Extract gene set annotations from Bioconductor organism databases

This function extracts gene-to-ontology mappings from a specified Bioconductor organism annotation package (e.g., org.Hs.eg.db, org.Mm.eg.db) and saves the gene sets to a .tsv file in a standardized format. The output includes mappings for Gene Ontology (GO) Biological Process (BP), Molecular Function (MF), Cellular Component (CC), and KEGG pathways. The resulting file can be used directly with enrichment functions such as clusterProfiler::enricher() with TERM2GENE.

Usage

extract_gene_sets(
  organism_db = "org.Hs.eg.db",
  output_dir = tempdir(),
  filename = NULL
)

Arguments

organism_db: character(1): A string specifying the Bioconductor organism annotation database to use (e.g., "org.Hs.eg.db" for human or "org.Mm.eg.db" for mouse).
output_dir: character(1): A string specifying the output directory where the .tsv file will be saved.
filename: character(1) | NULL: An optional string specifying the filename for the output file.
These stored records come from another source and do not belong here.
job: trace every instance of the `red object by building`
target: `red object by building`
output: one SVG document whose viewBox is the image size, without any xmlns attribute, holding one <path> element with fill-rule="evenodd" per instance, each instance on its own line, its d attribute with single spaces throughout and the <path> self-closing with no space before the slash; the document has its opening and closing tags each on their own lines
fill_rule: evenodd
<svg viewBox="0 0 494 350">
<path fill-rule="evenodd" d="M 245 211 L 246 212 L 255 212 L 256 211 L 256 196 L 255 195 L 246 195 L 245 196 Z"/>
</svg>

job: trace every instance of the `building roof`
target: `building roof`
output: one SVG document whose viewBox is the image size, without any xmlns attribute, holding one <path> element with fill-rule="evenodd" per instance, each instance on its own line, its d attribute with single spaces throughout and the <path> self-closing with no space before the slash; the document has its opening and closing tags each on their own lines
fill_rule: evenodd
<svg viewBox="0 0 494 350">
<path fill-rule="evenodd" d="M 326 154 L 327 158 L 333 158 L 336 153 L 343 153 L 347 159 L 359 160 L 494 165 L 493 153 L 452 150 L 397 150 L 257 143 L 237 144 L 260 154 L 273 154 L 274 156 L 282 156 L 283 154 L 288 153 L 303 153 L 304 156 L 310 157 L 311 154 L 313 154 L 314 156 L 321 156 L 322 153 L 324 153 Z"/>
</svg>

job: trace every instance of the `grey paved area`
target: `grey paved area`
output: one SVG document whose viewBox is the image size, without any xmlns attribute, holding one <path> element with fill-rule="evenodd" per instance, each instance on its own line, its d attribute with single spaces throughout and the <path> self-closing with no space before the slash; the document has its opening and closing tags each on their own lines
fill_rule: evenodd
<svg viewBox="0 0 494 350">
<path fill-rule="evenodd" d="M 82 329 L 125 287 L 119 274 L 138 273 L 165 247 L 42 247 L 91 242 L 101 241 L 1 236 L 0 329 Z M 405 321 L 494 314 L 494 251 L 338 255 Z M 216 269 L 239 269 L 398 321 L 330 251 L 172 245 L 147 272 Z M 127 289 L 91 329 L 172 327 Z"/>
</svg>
If NULL (default), a filename is generated automatically with a timestamp.

Value

A data.frame of gene set annotations with three columns:

DB: Ontology/database source, e.g. "GO_BP", "GO_MF", "GO_CC", or "KEGG" (if available).
Geneset: Ontology term ID or pathway ID (e.g. GO ID, KEGG ID).
Gene: Gene symbol (SYMBOL).

Details

The TSV has three columns:

DB: Ontology/database source, e.g., "GO_BP", "GO_MF", "GO_CC", or "KEGG" (if available).
Geneset: Ontology term ID or pathway ID (e.g., GO ID, KEGG ID).
Gene: Gene symbol (SYMBOL).

Note: Some org.*.eg.db packages no longer include KEGG mappings; in such cases the KEGG mappings may be absent.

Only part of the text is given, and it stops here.